Heartworm-Associated Respiratory Disease

This one surprises most cat owners. Unlike dogs, where heartworms primarily damage the heart, in cats the disease targets the lungs. When immature heartworms reach the small arteries in a cat’s lungs, they trigger a severe inflammatory reaction that damages the airways and the tiny air sacs where oxygen exchange happens. The result is coughing, gagging, rapid or labored breathing, vomiting, weight loss, and lethargy. These symptoms overlap so closely with asthma that heartworm disease is frequently misdiagnosed as a breathing allergy.

The harder truth about feline heartworm disease is that it has no safe treatment. The drugs used to kill heartworms in dogs can be fatal to cats. Prevention is the only reliable strategy, which is why monthly heartworm prevention is recommended even for indoor cats (mosquitoes get indoors easily).

Fungal Infections

Less common but worth knowing about, fungal organisms can cause chronic nasal and respiratory symptoms. The most frequent culprit in cats is Cryptococcus neoformans, which typically starts in the nose and sinuses. Affected cats develop nasal swelling, chronic sneezing, and nasal discharge that may become bloody over time. If the infection spreads to the lungs, breathing becomes labored and rapid. Fungal infections tend to progress slowly and don’t respond to the antibiotics used for bacterial infections, so they can go undiagnosed for weeks if a vet isn’t specifically looking for them.
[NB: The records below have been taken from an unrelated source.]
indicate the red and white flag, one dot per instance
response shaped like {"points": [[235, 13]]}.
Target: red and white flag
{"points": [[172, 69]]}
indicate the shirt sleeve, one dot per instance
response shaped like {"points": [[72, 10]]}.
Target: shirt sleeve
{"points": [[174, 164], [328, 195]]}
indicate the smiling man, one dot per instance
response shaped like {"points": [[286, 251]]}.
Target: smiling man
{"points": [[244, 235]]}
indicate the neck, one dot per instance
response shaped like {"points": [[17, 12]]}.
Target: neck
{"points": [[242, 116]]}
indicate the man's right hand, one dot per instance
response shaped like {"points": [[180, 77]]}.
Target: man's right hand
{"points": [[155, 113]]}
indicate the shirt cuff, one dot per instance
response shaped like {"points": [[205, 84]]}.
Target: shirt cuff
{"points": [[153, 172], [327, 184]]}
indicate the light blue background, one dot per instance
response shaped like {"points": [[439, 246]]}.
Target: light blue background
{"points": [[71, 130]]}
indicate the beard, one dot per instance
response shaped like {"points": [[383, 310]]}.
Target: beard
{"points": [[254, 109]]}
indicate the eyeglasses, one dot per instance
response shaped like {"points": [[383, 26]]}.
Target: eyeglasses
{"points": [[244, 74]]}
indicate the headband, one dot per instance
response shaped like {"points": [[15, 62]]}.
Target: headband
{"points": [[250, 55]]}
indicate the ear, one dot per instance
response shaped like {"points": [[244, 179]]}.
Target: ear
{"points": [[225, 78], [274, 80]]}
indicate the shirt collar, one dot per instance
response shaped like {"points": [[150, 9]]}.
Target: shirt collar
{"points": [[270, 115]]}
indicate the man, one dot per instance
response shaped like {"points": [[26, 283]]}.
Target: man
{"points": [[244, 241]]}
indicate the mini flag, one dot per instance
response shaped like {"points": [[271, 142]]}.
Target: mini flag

Environmental Irritants Without Asthma

Not every sneezing cat has an infection or asthma. Some cats are simply sensitive to airborne irritants. A new brand of litter, a plug-in air freshener, a heavily scented cleaning product, or even construction dust can trigger bouts of sneezing and mild coughing that stop once the irritant is removed. The pattern is the giveaway: if symptoms started around the same time you introduced something new to the home, try eliminating it for a week and see if the sneezing stops. Switching to a low-dust, unscented litter is one of the easiest first steps.

Signs That Need Urgent Attention

Most mild sneezing episodes aren’t emergencies, but certain signs indicate your cat is in respiratory distress and needs veterinary care right away. Open-mouth breathing in a cat is always abnormal and always urgent. Other red flags include blue-tinged gums, rapid continuous panting, an inability to settle or obvious distress, standing with elbows pushed outward and neck extended, exaggerated chest or belly movements with each breath, and collapse. A resting breathing rate above 35 breaths per minute also signals trouble.

Even without these acute signs, sneezing and coughing that persists beyond 10 to 14 days, gets progressively worse, or is accompanied by loss of appetite, weight loss, or bloody nasal discharge warrants a vet visit. Respiratory panels can test for herpesvirus, calicivirus, Bordetella, Mycoplasma, Chlamydia, and several other pathogens from a single swab, giving your vet a clear picture of what’s driving the symptoms.